1. Anesthetize mouse by injecting pentobarbital (i.p., 120 mg/kg) and appropriate anesthesia was verified by checking for lack of tactile response when pinching footpads.

2. Restrain mouse on surgical pad under microscope with ventral side facing up.

3. Make a midline vertical cervical skin incision and expose the ventral side of trachea by dissecting the midline raphe which separates fatty tissue on the left and right sides.

4. Once the trachea was clearly seen, hooks were inserted on both sides of the skin incision to open the wound and enhance visualization of the trachea.

5. Insert a cannula into the trachea through a small cut with the bent tip tilted toward the ventral surface of the mouse. Make sure that the cannula is placed below the vocal cords but well above the carina. Suture should be used to stabilize the cannula inside the trachea.

6. Slowly inject 1× PBS (5–10 ml) into the RV using a 22-G needle to superfuse the lungs. After perfusion, the lungs frequently turned to white.

7. Inject 3-ml 10% formalin (using a syringe) via the tracheal cannula to inflate the lungs. When lungs were fully inflated, the cannula was gently removed from the trachea and suture was used to tie up the trachea securely to prevent the formalin release.

8. Dissect the lungs out of the body and place the lungs in formalin for 24 h (at 1:10 ratio) to fix the lungs. The fixed lung tissues were dehydrated, embedded into paraffin, and then sectioned.

9. Process the lung tissue slice for hematoxylin and eosin (H&E) staining and generate tissue slides.

10. Deparaffinize sections twice in xylene and dehydrate sections with alcohol at a series of concentrations (twice in 100%, once in 95% and 70% alcohol).

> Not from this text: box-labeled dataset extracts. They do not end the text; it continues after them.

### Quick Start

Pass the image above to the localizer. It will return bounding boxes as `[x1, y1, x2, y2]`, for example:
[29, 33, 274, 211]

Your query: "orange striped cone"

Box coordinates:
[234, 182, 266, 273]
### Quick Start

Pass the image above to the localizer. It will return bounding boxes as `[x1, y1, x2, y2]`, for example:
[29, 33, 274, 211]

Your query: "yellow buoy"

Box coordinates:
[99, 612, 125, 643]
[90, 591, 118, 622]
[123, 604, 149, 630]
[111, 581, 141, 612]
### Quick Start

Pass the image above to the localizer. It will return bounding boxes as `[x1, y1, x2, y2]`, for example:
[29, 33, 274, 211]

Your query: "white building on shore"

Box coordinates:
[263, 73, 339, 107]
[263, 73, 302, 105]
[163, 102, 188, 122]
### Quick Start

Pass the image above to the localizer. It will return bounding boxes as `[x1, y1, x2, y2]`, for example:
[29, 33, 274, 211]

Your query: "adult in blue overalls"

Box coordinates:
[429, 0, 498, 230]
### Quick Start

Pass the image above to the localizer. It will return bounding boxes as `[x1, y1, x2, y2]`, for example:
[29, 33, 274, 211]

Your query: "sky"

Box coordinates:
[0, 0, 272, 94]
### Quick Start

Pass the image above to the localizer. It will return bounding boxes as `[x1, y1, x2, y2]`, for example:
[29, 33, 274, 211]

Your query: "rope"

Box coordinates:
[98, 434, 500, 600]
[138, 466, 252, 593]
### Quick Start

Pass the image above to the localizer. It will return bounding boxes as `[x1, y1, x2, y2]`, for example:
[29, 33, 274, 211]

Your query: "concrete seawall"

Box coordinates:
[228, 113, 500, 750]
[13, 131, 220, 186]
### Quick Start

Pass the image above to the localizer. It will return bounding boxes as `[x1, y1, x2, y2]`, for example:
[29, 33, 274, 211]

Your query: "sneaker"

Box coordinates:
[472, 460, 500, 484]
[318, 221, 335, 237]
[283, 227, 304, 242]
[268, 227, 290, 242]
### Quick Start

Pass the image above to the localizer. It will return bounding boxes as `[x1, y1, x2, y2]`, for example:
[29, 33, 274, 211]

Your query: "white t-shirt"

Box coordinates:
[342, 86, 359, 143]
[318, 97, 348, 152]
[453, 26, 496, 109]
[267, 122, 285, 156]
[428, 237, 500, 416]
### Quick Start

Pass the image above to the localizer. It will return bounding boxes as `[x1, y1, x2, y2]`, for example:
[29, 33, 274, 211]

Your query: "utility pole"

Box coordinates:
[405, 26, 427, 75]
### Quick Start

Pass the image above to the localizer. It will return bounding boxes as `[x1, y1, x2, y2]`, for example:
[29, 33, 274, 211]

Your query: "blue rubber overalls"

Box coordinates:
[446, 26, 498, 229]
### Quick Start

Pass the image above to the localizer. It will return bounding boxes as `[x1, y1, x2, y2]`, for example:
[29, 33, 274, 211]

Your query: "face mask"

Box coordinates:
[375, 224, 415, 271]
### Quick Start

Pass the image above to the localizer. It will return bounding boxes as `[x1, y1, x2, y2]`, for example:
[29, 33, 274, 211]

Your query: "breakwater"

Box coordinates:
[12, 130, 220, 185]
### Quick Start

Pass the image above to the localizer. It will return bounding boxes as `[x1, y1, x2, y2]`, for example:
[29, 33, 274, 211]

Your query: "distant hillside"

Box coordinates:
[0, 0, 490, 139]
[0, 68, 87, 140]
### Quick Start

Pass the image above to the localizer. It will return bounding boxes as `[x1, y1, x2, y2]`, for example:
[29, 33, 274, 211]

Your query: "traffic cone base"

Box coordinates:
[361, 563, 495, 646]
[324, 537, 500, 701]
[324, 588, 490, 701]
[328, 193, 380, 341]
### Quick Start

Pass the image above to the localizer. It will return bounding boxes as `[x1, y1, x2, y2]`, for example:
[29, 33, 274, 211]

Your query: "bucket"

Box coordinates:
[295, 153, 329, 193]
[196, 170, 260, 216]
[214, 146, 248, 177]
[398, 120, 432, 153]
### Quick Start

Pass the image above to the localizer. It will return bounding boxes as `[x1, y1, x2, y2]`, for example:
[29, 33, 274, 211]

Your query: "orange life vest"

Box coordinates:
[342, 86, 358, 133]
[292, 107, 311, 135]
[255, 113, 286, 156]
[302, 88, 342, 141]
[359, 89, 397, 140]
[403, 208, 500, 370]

11. Stain sections with hematoxylin and counterstain in eosin. Dehydrate sections once in 95% and twice in 100% alcohol.

12. Clear sections twice in xylene, mount slides with xylene-based mounting medium, and dry slides overnight in the hood.

13. Take images on the stained samples or lung tissue slides by an Eclipse Ti2 inverted microscope (Nikon, Japan) and process the lung tissue images using an NIS-Elements software (version 5.21.00).

14. Carefully highlight the total area of the whole PA (AT, including intraluminal area) and the area of the PA wall (APA) using the tool menu in Photoshop software (v. 13.1.2) (see Fig. X).

15. Measure and record the highlighted whole PA area (AT) and the highlighted PA wall area (APA) by ImageJ Analysis menu.

16. Calculate the PA wall thickness as the ratio of the area of PA wall to the area of whole PA, that is, PA wall thickness = APA/AT, where AT = APA+intraluminal area (AIA).

17. Measure and record the outer diameter (OD) of each PA section highlighted and used to calculate PA wall thickness.

18. Categorize the recorded PAs, based on OD, into three groups: (a) large PA (OD > 100 µm, (b) medium-sized PA ( OD = 50–100 µm), and (c) small PA (OD < 50 µm).